Мне никогда не забыть и «настоящих» деревень, черневших пепелищами с обелисками закопчёных печей. Мы были в Сухом Логу, с которого фактически началось моё здешнее путешествие. В начале августа каратели сожгли деревню. Вместе с жителями. Те, кто спасся, при нас раскапывали уже на остывшем пепелище колхозного амбара почерневшие кости и раскладывали их комплектами — по количеству и размеру — чтобы похоронить. В лесу я метал финку в деревья так, что потом с трудом получалось её вытащить — и рычал, рычал, чтобы не заплакать…
…Когда мы вернулись, совещание закончилось, командиры разошлись и разъехались, а наше собственное командование мы застали в прострации. Причину такого состояния выяснить удалось сразу. Для того, чтобы отвлечь внимание противника от концентрации сил у лагеря, решено было обратиться к старому, но действенному средству — провести отвлекающую акцию. Причём цель акции была выбрана не демонстративная, а вполне реальная и важная: аэродром бомбардировочной авиации Люфтваффе. Нашему отряду было приказано в трёхдневный срок разработать и провести операцию по его выводу из строя. Приказ отдавал чем-то мистическим — мы хорошо знали этот аэродром и не раз к нему примерялись… как, впрочем, и наша авиация. Для той всё кончалось потерями и парой воронок на ВПП, которые немцы мгновенно засыпали. А мы, повздыхав и покачав головой, отступались, утешая себя тем, что это «до лучших времён».
«Отцы-командиры» созвали нас на совещание N2, «в семейном кругу», с чаем из настоящей заварки и немецкими сладкими галетами.
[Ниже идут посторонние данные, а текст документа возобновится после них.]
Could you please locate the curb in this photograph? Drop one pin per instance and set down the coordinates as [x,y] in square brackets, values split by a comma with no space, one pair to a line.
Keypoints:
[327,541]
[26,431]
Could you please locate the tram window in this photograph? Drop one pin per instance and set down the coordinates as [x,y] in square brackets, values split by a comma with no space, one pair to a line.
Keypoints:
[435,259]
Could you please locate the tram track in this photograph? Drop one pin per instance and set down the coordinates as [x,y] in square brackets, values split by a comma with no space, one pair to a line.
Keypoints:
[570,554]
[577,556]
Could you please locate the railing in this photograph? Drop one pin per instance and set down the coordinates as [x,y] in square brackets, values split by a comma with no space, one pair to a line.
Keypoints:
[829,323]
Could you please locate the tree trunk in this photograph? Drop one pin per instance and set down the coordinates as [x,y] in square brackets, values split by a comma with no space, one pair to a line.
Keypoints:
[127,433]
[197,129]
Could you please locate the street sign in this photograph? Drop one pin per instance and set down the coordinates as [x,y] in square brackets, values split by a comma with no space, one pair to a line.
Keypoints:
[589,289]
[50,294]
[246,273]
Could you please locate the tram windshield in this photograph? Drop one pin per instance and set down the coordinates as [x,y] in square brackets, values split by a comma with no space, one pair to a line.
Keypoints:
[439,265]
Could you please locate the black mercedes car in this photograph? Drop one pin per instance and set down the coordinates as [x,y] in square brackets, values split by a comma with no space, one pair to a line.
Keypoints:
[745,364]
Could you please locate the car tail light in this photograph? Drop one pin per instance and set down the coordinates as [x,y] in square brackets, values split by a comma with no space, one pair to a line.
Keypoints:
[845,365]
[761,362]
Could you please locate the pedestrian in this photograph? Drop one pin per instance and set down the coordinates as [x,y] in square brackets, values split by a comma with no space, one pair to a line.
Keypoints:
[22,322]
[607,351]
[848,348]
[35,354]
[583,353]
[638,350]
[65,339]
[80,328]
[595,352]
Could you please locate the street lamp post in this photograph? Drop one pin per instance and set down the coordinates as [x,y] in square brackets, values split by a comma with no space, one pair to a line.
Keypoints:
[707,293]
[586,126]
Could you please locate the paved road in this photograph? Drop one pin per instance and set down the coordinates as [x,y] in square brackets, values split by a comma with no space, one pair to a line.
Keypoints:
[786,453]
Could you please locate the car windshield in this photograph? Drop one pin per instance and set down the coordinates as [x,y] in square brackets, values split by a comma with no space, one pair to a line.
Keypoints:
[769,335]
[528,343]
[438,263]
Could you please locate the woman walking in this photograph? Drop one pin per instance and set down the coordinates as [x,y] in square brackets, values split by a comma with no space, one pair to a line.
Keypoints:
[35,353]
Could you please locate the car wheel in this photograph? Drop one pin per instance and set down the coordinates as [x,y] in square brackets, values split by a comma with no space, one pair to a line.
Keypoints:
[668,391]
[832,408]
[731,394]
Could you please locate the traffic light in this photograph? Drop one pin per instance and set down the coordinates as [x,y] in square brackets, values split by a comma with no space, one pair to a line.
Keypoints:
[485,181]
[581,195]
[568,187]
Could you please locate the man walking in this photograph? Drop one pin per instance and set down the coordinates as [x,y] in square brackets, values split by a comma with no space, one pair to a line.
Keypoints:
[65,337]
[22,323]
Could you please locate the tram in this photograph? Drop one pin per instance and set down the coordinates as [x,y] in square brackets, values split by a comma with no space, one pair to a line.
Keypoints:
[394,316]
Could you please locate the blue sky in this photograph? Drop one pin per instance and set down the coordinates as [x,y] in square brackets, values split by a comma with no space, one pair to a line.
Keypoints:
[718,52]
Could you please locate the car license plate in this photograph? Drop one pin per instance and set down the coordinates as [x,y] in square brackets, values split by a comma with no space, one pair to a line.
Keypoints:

Впрочем, тему подсластить не удалось бы даже горшком мёду, будь он у нас в наличии.
Наверное, с нас можно было бы в этот момент лепить скульптурную группу «Отчаянье». Нарушал патетичность Женька, который громко грыз карандаш.
— Хватит, а? — попросил я наконец. — Дефицит же…
— Ничего тут не сделаешь, — вместо ответа сказал Женька, бросая карандаш на план. — Это не аэродром, это крепость.
— Да уж… — Сашка подёргал себя за волосы и беспомощно посмотрел на Мефодия Алексеевича: — Ничего не выходит, товарищ командир.
— Это, ребятки… — вдруг неожиданно ласково сказал он и обнял нас, скольких достал. — Это… надо, ребятки, понимаете? И не в том это дело, что там это — для прикрытия… Это — бог с ним. Тут дело так… Они это — с того аэродрома Ладогу это. Бомбят. Караваны это с едой для Ленинграда. Во как надо это, — и он провёл ладонью по горлу. — У вас это — головки светлые, молодые это. Вон сколько это — всего напридумали, слава-то это какая про вас идёт, громом это — гремит! Вы уж думайте. Люди-то это без продуктов — мрут. Детишки мрут. Младше вашего. Сами это знаете. Возьмут это фрицы город — считай сердце это. Вырвали, — просто, без патетики сказал командир.
Мы спрятали глаза. Я почувствовал, что их у меня защипало.
...Умерли все.
Осталась одна Таня.
Я вспомнил листки из блокнота, лежащие под стеклом, которые видел в своём времени. Было лето, но мне Ленинград почему-то представлялся всё время зимним, промороженным насквозь, с хмурым сизым солнцем в вечернем небе, с трупами на салазках и молчаливыми очередями у прорубей во льду Невы. Я знал, что немцы его не возьмут. Не смогут уморить голодом. Не заставят сдаться. Но моё знание было мёртвым и пыльным по сравнению со вновь и вновь всплывающими перед глазами строчками — они поднимались, как мертвец из могилы…
...Умерли все.
Осталась одна Таня.
И тогда я понял, что сейчас скажу. Это было страшно… но мне не было страшно, меня словно подняло и понесло на гребне сияющей, пронизанной золотом волны…
— Сделаем так, — сказал я спокойно и встал. — Нужен грузовик. Погрузим взрывчатку, прикроем её с боков тёсом, кабину закроем мешками с песком. Я сяду за руль. Протараню ворота и врежусь в склад с горючкой, там надписи должны быть. Получится, не может не получиться. Пока они очухаются… Пи…нёт так, что с неба ангелы посыплются.
Стало тихо. На меня смотрели все. Юлька, отчётливо белея, спросила:
— А… ты?..
— Ну… я, — я неловко пожал плечами.
— Боря, сынок, — сказал командир, — это же смерть. Это. Верная.
— Да знаю я, — я почесал бровь. — Ну… что ж. Я солдат. Я клятву давал. А те, в Ленинграде — они беззащитные…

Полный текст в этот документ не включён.